In Marcotte v. General Electric Capital Services, Inc., 2010 WL 1573680 (S.D.Cal. 2010), Judge Moskowitz held that the Rosenthal Act did not prohibit a credit card company from sending billing statements notwithstanding notice from the debtor’s counsel that the debtor was represented. 


Judge Moskowitz summarized:


In summary, the Court concludes that billing statements are exempted under § 1788.17 for three reasons. First, § 1788.17 incorporate specific federal statutes, but those statutes must be read in the context of a statutory scheme that permits and requires credit-card companies to send billing statements. Second, § 1788.17 is modified by 1788.14(c). Any other interpretation would result in an implied repeal-a result disfavored by both California and federal law.

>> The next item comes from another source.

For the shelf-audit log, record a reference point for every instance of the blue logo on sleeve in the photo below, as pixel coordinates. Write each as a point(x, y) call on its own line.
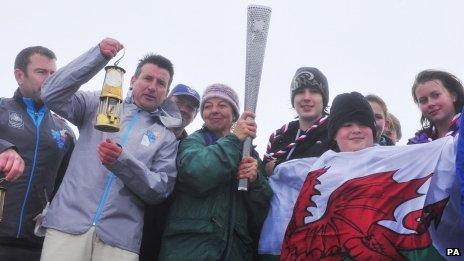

And third, Plaintiff’s construction would result in the pre-emption and partial invalidity of § 1788.17, as explained above.


Judge Moskowitz also concluded that the statements at issue were, in fact billing statements or “statements of account” – permissible under the Rosenthal Act.


The two documents are “statements of account” under California Civil Code § 1788.14(c). California Civil Code § 1810.3 states what should be included in a statement of account: (1) the outstanding balance, (2) transactions, (3) finance charges, (4) the interest rate and charges, and the (5) the billing cycle, among other things. The billing statements at issue here contain all of this information and nothing else that would change the billing statements into demand letters or efforts at debt collection. The statements do not state that any amounts are past due, and there is no indication that the documents are aimed at debt collection. Instead, one states that no payment is due, and the other states that a standard minimum payment of $118 is due. (See Compl. Exs. B, C.)    Third, the two documents are “periodic statement[s]” under TILA and Regulation Z. See 12 C.F.R. § 226.7(b) (requiring; 15 U.S.C. § 1637(b) (creditors must send “statement” to consumer). Under federal law, periodic statements require information substantially similar to that under state law: (1) the out-standing balance; (2) transactions; (3) credits; (4) interest rates, charges, and fees; (5) a grace period; (6) and the due date, among other things. See 12 C.F.R. § 226.7(b). Again, the billing statements here contain all of this information and nothing else that would change the billing statements into demand letters or efforts at debt collection.    In short, there is nothing that would lead the Court to believe that these two documents, which the Plaintiff refers to as billing statements, are anything but statements of account under California law and periodic statements under federal law. Because the documents at issue here are billing statements, and based on the reasoning in the preceding sections, Defendants can-not be held liable for issuing them.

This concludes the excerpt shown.